A specialist court should be set up and tested as a way to improve the handling of sexual violence cases, the Law Commission says.
The commission today released its long-awaited review of sexual violence victims' experiences of the justice system. Read the report on the Law Commission's website (PDF, 2.2MB
It recommended establishing a specialist sexual violence court, and said all judges dealing with such cases should be accredited by having extra training.
The court could initially be set up as a two-year pilot project in one or more district courts, it said.
The report found waiting for a trial to occur after charges were laid and having to give evidence in court could delay a victim's recovery.
It recommended a limit on the time taken for cases involving sexual violence to get to trial, and giving complaints more opportunities to pre-record their evidence.
An alternative to going to court
The Law Commission also recommended making an alternative process available outside the criminal justice system, if that was what the victim wanted.
This would be a place where the victim could meet with the perpetrator, tell their story and seek redress.
It would only happen at the victim's request and would involve the perpetrator acknowledging the incident occurred.
If the process was completed, the perpetrator would not be able to be prosecuted for the same incident.
Cases involving weapons, or a risk to the community or another victim, would not be eligible.
In a separate recommendation, the report said an independent sexual violence commission should be set up to oversee victim support services, and carry out research and training.

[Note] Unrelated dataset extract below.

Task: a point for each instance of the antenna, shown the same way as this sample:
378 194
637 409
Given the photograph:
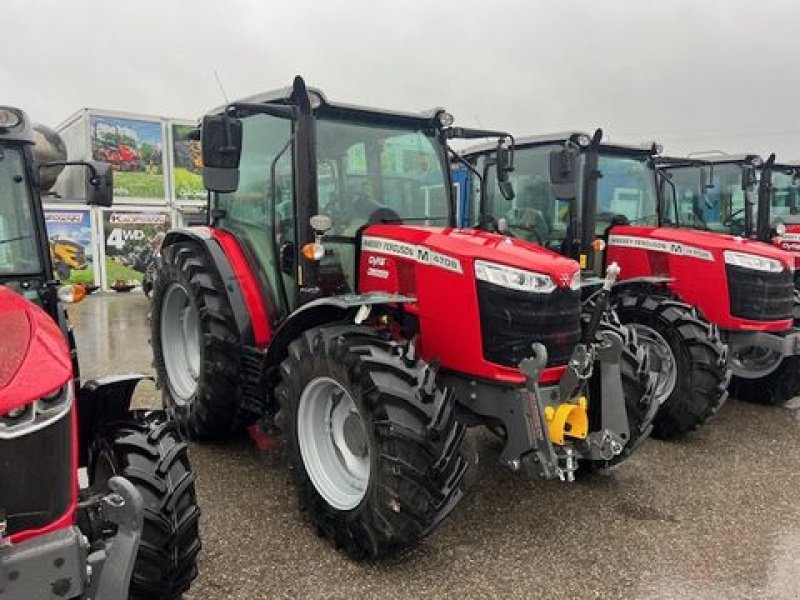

Justice Minister Amy Adams said victims needed a more supportive process, and she was open to the idea of establishing a sexual violence court.
"This idea of a specialist court - you, know I take to mean a lot of things - but if it means a court that is better set up to consider the specialist characteristics of these sorts of cases, then that's probably a discussion worth having."
Ms Adams said she would work through the report before making any formal decisions.
Human Rights Commissioner Dr Jackie Blue also welcomed the report, and said many changes were needed around dealing with sexual violence victims.
"No question, judges need to be trained specifically in this. And if they have the power to manage that process so it's not as tough on that person giving evidence, so be it.
"Women aren't going to step up and want to give evidence if they know that they're going to be revictimised in court."
Ms Adams had asked the commission to resume work on the project in November 2014, after her predecessor Judith Collins put a halt to it in 2012.
She said at the time she would rule out reforms that would see the burden of proof fall on the defendant.